Although ideally, you should end up trying all the items to improve, my recommendation is to start with those that can generate better results.
And that’s it. After all these steps, you can start the A/B test of the first item on your ordered list.
How to Create an A/B Test
If you’ve made it this far, you’ve already done the most difficult work. Creating A/B tests is very easy if you use the right tool. To do this, I recommend you read our article on the different A/B testing plugins for WordPress. It’s all advantages if you use a WordPress plugin, such as Nelio A/B Testing, to create A/B tests:
- You can create tests of any element of your website.
- You define the variants using the same predefined WordPress editors, without the need to use any external tool.
- It allows you to define a wide variety of conversion goals and actions.
- And it even allows you to segment which visitors you want to participate in a test.
In a matter of minutes, you’ll be able to create a test to validate your hypothesis.
During an A/B Test Run
Once the test is created, with a good A/B testing tool, you just have to indicate that the A/B test should start. It will divide your visitors into as many groups as you have variants and each visitor will always see the same variant. In addition, it will also be responsible for collecting conversion data so that you can know at all times in which state the test is.
The results page of an A/B testing tool should provide information about its status (if there are already enough visits to determine a winner) and different graphs about the conversion rates of the original version and the variants you have created.
How long should an A/B test be running?

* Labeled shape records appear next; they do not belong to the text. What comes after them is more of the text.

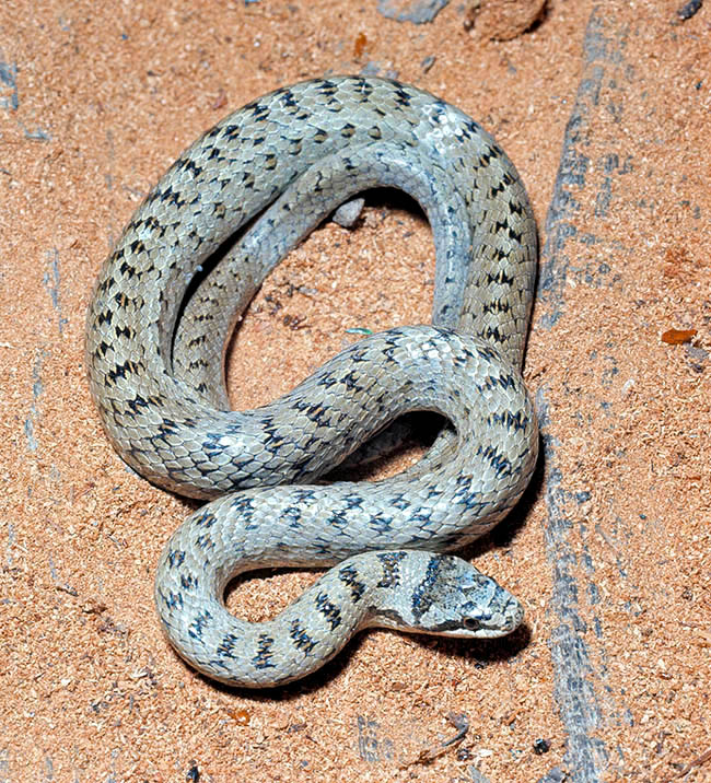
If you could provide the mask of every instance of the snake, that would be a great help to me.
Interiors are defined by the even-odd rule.
[[[231,410],[225,346],[264,279],[380,187],[408,194],[430,223],[432,323],[358,339],[278,400]],[[267,688],[312,674],[366,628],[475,640],[520,626],[517,598],[451,552],[506,516],[535,468],[521,369],[536,256],[528,198],[502,149],[398,81],[278,89],[173,163],[100,271],[85,357],[123,460],[207,501],[165,544],[154,583],[185,662]],[[446,425],[415,465],[380,480],[327,476],[339,465],[348,476],[406,413],[417,426],[417,411]],[[237,576],[296,566],[329,570],[270,620],[228,610]]]

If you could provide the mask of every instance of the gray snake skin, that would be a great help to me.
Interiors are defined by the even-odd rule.
[[[261,281],[377,186],[408,192],[430,221],[433,325],[359,340],[271,405],[230,411],[224,343]],[[513,596],[434,552],[487,533],[533,472],[537,425],[520,369],[535,269],[532,211],[502,150],[458,109],[395,81],[277,90],[173,164],[102,268],[86,363],[124,460],[211,500],[168,540],[155,580],[185,661],[256,688],[314,671],[366,627],[487,638],[518,626]],[[375,482],[319,481],[421,410],[451,428],[417,465]],[[247,570],[334,564],[268,622],[224,607]]]

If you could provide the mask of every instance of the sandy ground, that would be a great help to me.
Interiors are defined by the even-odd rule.
[[[505,2],[474,28],[457,0],[423,24],[385,15],[424,4],[0,9],[0,781],[711,780],[711,7],[552,0],[526,33],[504,20],[503,42],[487,31]],[[526,627],[491,644],[372,632],[302,683],[233,691],[159,629],[155,563],[191,506],[107,443],[84,313],[189,142],[346,72],[476,117],[535,209],[525,372],[545,454],[469,552]],[[428,320],[432,272],[429,226],[399,202],[316,231],[247,314],[235,406],[290,388],[349,328]],[[250,580],[231,606],[265,617],[313,579]]]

It depends on its complexity (the more variants, the more complex) and the number of visitors viewing the test (the more visitors, the sooner you will get reliable data on the results).
If you stop a test too soon you may not get a meaningful result, while keeping a test running for too long can cause you to lose conversions and sales due to a poorly performing test variant, as well as missing the opportunity to create new tests that can get you even better results. Our tests usually last between two and four weeks, but if you have a website with much more traffic, with less time you can achieve great results.
At The End Of An A/B Test
A test can be terminated for several reasons: there is a winning variant and the results are statistically significant, the original version is the winner and the results are also statistically significant, or you simply decide to end the test because it has already been running for too long without obtaining results that indicate a clear winner.
If there is a winning variant, congratulations! Now you just need to tell the A/B testing tool to apply the winning version as the final and only version that all your visitors should see from now on.
But it can also happen that the results obtained are not as expected. In this case, the test helped you understand that your hypothesis was incorrect. The A/B test help us validate our expectations and guided us towards the best solution possible.
Optimizing conversion on our website is a recurring process of analyzing data, creating hypotheses for improvement, creating tests and drawing conclusions about the results obtained. I strongly recommend that you take a look at the different tests that we are creating on our website and the results that we obtain. I’m sure they will help you to quickly understand what the conversion optimization process of a website consists of.